Articles · JSON hub

Which JSON tool do I need?

A task-first map of the JSON hub—format, compare, convert, validate, or generate code—with links you can click instead of guessing which card does what.

You copied JSON from a log line, a config repo, or a chat thread. It might be minified, wrapped in single quotes, full of trailing commas, or sitting next to YAML that "should be equivalent." The JSON hub on Toolcore is not one mega-editor—it is a grid of small pages, each tuned to one job. This note is a plain map: start from your symptom, click through, and stop when the output looks right.

Everything linked below runs in your browser tab unless a card says otherwise. For a full card list, open the JSON tools hub.

Make messy JSON readable first

When the only problem is density—one long line from an API response—open the formatter, paste, and hit Format. If validation fails, read the error before you try anything fancier.

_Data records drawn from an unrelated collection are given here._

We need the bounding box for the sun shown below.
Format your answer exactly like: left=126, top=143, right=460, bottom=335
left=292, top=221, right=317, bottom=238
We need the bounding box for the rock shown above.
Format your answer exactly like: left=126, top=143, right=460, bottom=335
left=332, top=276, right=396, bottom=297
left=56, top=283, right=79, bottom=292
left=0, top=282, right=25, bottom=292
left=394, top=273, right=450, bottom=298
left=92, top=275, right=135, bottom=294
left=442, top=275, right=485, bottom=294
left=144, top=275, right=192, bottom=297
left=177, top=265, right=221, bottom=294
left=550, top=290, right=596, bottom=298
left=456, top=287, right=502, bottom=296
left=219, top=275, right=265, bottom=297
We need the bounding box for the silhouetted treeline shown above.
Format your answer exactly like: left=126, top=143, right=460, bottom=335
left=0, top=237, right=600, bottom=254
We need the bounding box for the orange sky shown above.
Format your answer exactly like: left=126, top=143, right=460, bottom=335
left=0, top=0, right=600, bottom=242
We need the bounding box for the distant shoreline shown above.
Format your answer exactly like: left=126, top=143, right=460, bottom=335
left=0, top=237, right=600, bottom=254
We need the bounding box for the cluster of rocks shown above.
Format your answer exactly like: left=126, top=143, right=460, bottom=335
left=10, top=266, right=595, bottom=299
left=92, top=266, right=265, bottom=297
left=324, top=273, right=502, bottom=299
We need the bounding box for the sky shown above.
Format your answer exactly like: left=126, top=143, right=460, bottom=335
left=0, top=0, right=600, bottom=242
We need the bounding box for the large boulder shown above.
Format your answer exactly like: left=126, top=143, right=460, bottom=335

Compare two versions or explore structure

Line-based text diff lies about JSON—key order moves look like rewrites. Use structural compare when you care about fields, or a tree when you need to click through nested objects.

Convert to or from other formats

Pick the page that matches the source format. Most converters keep a sample loaded so you can sanity-check direction (JSON → YAML vs YAML → JSON) before you paste production config.

Validate against a contract

Syntax validation only asks "does it parse?" Schema tools ask "does it match the shape we promised?" Start from a sample payload, infer a draft schema, then tighten.

Generate types or boilerplate from sample JSON

Codegen pages infer from one sample object (or the first row of an array). Treat output as a starting point—rename fields, nullability, and tags in your repo after export.

Dozens more language and schema targets (Kotlin, C#, GraphQL SDL, Protocol Buffers, and others) live on the hub index— scroll the grid when you know the target ecosystem.

Clean up arrays and keys

When the JSON is valid but awkward—duplicate rows, null-heavy objects, or keys you want renamed in bulk—these pages save hand-editing.

When JSON is not the whole story

Base64 in a string field? Decode on Base64 & URL. Need a line diff on raw text instead of structure? Try text diff. Building a prefilled link for an assistant? See Save AI context with prefilled tool links. For Base64 or URL fields inside JSON, see Which encoding tool do I need?.

One habit worth keeping

Local processing means your paste does not need to round-trip through our servers for these transforms—but shared machines and screen shares still deserve redacted samples. Strip tokens, emails, and account ids before you demo a formatter in a meeting.

Common use cases

  • Share with a teammate who always opens the wrong JSON card and wastes time in the formatter when they need YAML conversion.
  • Bookmark before debugging API responses so compare, tree, and JSONPath links stay one scroll away.
  • Pair with the JSON hub grid when you want narrative grouping instead of scanning fifty cards.

Common mistakes to avoid

  • Using text diff on JSON

    Key reordering looks like massive churn. Use structural compare or sort keys first, then diff.

  • Skipping repair or JSON5 for config paste

    Trailing commas and comments are not strict JSON. Normalize on JSON5 or repair before schema validation.

  • Expecting codegen to match your house style

    Generators infer from one sample. Rename types and nullability in your project after export.

FAQ

Is my JSON uploaded when I use these tools?

No. The JSON hub tools linked here run in your browser; payloads are not sent to a server for transformation.

Where is the full list of JSON tools?

Open the JSON tools hub at /tools/json for every card in hub order, or use this article when you want task-based links.

What should I open first for a minified API response?

Start at the JSON formatter to pretty-print and validate. If parsing fails, try JSON repair or JSON5 depending on whether the paste has comments or trailing commas.